📝 SummarXiv

Abstract

Recently, the driven dynamics of localization phase transitions have garnered growing interest. However, studies so far have mainly considered initial localized states, whose driven dynamics follow the Kibble-Zurek mechanism (KZM). In this study, we investigate the driven dynamics of the localization phase transition in the Aubry-Andr\'e (AA) model starting from a gapless extended state, which violates the adiabatic-impulse scenario of KZM. By linearly driving the quasiperiodic potential strength across the critical point, we numerically simulate the driven dynamics and analyze the scaling behavior of both the inverse participation ratio ($\mathcal{I}$) and the dynamic deviation from the instantaneous ground state energy $(\mathcal{D})$. We demonstrate that the driven dynamics starting from initially extended states satisfies the criterion for the applicability of KZM and its extension, finite-time scaling (FTS).
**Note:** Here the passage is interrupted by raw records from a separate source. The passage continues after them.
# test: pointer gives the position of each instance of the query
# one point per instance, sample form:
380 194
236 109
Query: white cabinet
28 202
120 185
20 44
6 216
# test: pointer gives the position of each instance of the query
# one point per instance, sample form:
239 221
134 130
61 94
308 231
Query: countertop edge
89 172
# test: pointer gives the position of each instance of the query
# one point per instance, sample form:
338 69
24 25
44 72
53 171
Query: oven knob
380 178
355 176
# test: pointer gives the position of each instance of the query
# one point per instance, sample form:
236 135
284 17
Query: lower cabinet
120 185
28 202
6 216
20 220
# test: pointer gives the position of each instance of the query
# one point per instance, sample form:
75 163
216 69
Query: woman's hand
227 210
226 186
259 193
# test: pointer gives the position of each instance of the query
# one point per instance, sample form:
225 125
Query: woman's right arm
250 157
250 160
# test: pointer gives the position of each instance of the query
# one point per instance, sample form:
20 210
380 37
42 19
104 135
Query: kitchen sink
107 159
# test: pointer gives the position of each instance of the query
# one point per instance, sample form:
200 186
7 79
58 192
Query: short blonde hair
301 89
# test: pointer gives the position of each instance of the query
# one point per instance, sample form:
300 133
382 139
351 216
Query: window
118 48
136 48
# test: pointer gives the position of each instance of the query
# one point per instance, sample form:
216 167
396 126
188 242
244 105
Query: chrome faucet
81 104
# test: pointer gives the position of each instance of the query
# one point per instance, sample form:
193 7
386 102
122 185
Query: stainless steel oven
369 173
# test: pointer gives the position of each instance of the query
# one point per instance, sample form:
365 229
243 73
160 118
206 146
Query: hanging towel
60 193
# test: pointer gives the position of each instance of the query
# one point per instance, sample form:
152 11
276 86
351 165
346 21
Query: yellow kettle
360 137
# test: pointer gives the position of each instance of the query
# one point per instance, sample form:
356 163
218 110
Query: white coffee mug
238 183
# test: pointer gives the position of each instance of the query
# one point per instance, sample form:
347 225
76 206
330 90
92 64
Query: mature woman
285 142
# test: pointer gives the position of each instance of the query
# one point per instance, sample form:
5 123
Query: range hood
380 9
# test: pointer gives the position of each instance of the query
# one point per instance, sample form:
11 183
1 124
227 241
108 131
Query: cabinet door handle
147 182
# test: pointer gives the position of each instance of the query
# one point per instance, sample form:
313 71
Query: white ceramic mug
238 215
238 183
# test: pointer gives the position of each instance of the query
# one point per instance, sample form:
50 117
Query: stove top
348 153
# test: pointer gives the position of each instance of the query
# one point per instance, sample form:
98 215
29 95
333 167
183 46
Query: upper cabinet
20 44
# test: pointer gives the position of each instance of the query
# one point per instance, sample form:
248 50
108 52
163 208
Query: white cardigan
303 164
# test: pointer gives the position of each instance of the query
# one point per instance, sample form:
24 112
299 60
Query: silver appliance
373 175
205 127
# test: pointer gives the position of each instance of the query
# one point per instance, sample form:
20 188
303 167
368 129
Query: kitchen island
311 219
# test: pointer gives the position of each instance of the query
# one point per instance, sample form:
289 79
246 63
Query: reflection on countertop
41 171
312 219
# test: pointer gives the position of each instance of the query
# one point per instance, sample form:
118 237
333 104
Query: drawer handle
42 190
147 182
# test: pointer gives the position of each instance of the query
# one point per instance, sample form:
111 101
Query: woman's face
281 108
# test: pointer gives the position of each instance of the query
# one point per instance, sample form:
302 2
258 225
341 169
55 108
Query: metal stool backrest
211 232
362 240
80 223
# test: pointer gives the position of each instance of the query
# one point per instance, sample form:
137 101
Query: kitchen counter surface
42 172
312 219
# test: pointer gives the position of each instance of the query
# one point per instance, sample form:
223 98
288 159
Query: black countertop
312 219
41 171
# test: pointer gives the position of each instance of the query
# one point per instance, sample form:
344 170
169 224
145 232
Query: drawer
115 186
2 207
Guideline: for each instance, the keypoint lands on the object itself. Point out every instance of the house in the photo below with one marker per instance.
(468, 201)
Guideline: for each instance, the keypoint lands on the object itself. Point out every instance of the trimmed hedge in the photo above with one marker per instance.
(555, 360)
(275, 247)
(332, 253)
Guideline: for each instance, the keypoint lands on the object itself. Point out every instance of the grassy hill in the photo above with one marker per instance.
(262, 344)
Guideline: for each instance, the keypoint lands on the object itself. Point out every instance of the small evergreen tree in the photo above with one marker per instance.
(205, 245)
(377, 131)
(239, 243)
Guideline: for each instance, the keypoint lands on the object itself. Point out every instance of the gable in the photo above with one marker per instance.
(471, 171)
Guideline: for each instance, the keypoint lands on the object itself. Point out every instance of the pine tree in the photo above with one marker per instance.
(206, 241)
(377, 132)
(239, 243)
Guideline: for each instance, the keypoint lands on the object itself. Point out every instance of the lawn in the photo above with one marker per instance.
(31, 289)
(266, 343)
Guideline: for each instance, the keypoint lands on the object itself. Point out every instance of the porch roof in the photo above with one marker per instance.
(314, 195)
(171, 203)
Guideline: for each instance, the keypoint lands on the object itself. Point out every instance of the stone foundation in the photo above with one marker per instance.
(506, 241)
The scaling functions governing the driven dynamics of both $\mathcal{I}$ and $\mathcal{D}$ have been derived based on FTS and numerically validated. We found that the scaling functions exhibit significant differences at large $R$ and small $R$, and also differ considerably from the scaling functions when the initial state is localized, highlighting the crucial role of initial state behavior. The established scaling laws remain robust across a wide range of system sizes and driving rates, providing testable predictions for experimental realizations.